MEXICO CITY: Rescuers raced Wednesday to free about 10 workers believed to be trapped in a coal mine in northern Mexico, while three others were found alive, authorities said.
Military personnel and rescue dogs were deployed to the scene of the accident in the state of Coahuila, President Andres Manuel Lopez Obrador said.
“At 1:35 pm (1835 GMT) a coal mine collapsed in the municipality of Sabinas, Coahuila, which caused a tunnel to flood” and trapped the workers, he tweeted.
“We hope to find them safe.”
Lopez Obrador had said nine miners were missing, but the security ministry said later that three had been rescued and taken to hospital while 10 were still believed to be inside.
“The work will not stop until they are found,” the ministry said in a statement.
“The Mexican government guarantees all the necessary resources to carry out the search and rescue operations,” it said.
Anxious relatives gathered to wait for news, with some crying and comforting each other at the site, about 1,130 kilometres (700 miles) north of Mexico City.
The mother of one of the workers wept inconsolably, unable to answer questions from the press.
Through tears, another woman at the scene said two of her children worked in the mine, though one of them had managed to escape after the accident.
As night fell hours later, the families gathered under tents outside the mine in silence as state police, the national guard, medical teams and other rescuers worked to find the trapped workers.
Coahuila’s state government said that the miners had been carrying out excavation work when they hit an adjoining area full of water, causing the shaft to collapse and flood.
“The mine began operating in January of this year and until now there have been no reports of any type of anomaly,” it said in a statement.
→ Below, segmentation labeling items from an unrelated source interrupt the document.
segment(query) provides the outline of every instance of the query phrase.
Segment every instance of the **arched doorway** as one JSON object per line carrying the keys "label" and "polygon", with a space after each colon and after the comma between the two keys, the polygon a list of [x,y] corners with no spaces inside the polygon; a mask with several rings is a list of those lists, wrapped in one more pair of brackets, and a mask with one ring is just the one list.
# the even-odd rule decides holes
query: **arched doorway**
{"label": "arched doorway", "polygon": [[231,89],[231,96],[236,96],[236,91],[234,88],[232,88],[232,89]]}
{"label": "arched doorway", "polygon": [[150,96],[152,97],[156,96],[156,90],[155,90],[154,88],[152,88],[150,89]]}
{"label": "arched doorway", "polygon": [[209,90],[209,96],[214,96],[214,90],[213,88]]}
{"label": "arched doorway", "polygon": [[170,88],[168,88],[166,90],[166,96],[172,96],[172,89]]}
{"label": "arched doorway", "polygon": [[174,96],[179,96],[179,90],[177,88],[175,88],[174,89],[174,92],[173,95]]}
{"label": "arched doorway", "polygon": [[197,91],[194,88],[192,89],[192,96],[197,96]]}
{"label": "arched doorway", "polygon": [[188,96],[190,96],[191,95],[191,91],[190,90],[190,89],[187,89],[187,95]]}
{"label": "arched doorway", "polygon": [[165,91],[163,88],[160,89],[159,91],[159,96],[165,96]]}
State governor Miguel Riquelme said he had asked labor authorities and the local prosecutor’s office to prioritize the rescue and investigation.
Coahuila, the country’s main coal-producing region, has seen a series of fatal mining accidents over the years.
The worst was an explosion that claimed 65 lives at the Pasta de Conchos mine in 2006.
Last year, seven miners died when they were trapped after another accident in Coahuila.